Between June 2003 and December 2005, 4264 patients had completed both the PHQ-9 and the 2-stage diagnostic process for MDD. The data collected on these patients formed the analysis sample. The derivation of the sample is shown in Figure 2. The mean patient age was 61 years (range, 18-101 years), and 63% of patients were women. Because the data were collected as part of routine screening, we did not have detailed information on cancer diagnosis, disease extent, or treatment. However, a sample of 2867 patients who were screened 1 year earlier by the same service25 had the following clinical characteristics: The primary cancer was breast in 32% of patients, bowel in 16% of patients, prostate in 12% of patients, ovary in 11% of patients, other gynecologic in 11% of patients, testicular in 8% of patients, and miscellaneous in 10% of patients. Sixty-six percent of the sample was disease free at the time of screening, 30% was receiving either radiotherapy or chemotherapy, and 16% was on hormone treatment.
Prevalence of MDD
In total, 270 of 4264 patients had MDD identified by the depression screening service, producing an estimated prevalence of 6.3%.

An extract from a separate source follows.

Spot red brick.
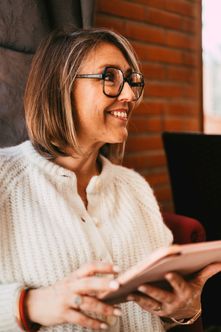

Performance of the 9-Item Patient Health Questionnaire
Method A (scored as a continuous measure with cutoff scores to define cases)
When the total PHQ-9 score was used to identify cases of MDD, the area under the curve was 0.94 (95% confidence interval [CI], 0.93-0.95) on ROC analysis (Fig. 3). This is evidence of good discriminating power between cases and noncases of MDD.
Sensitivity, specificity, NPV, PPV, and the Youden index for a range of cutoff scores from 5 to 10 are shown in Table 2. Cutoff scores of 8, 9, and 10 produced acceptable levels of sensitivity and specificity. According to the Youden index, a score ≥8 was the optimum cutoff, providing sensitivity of 93% (95% CI, 89%-95%), specificity of 81% (95% CI 80%-82%), a PPV of 25%, and an NPV of 99%.
|Cutoff Score||Sensitivity (95% CI), %||Specificity (95% CI), %||Youden index, %a||PPV, %||NPV, %|
|≥5||100 (98-100)||62 (61-64)||62||15||100|
|≥6||98 (95-99)||70 (68-71)||67||18||100|
|≥7||97 (94-99)||76 (75-77)||73||21||100|
|≥8||93 (89-95)||81 (80-82)||74||25||99|
|≥9||88 (83-91)||85 (84-86)||73||28||99|
|≥10||82 (77-86)||88 (87-89)||71||32||99|
When a cutoff score ≥8 was applied, the PHQ-9 identified 93% of the patients with MDD. The PPV, which is the percentage of individuals who have the true condition (in this instance, MDD) among those who are screened positive, is a good indicator of clinical utility of the scale in a given population. It is influenced by the prevalence of the condition and will be low when the target condition is of low prevalence. At a cutoff score ≥8, the PPV was 25%, indicating that 1 in 4 patients who screened positive actually had MDD. The NPV is the proportion of patients who screen negative and who do not have MDD. At the ≥8 cutoff score, the NPV was 99.4%, indicating that almost all patients who scored below this cutoff on the PHQ-9 did not have MDD. Hence, only 0.6% of patients who scored <8 on the PHQ-9 were misclassified (ie, had false-negative results; that is, they screened negative but actually had MDD).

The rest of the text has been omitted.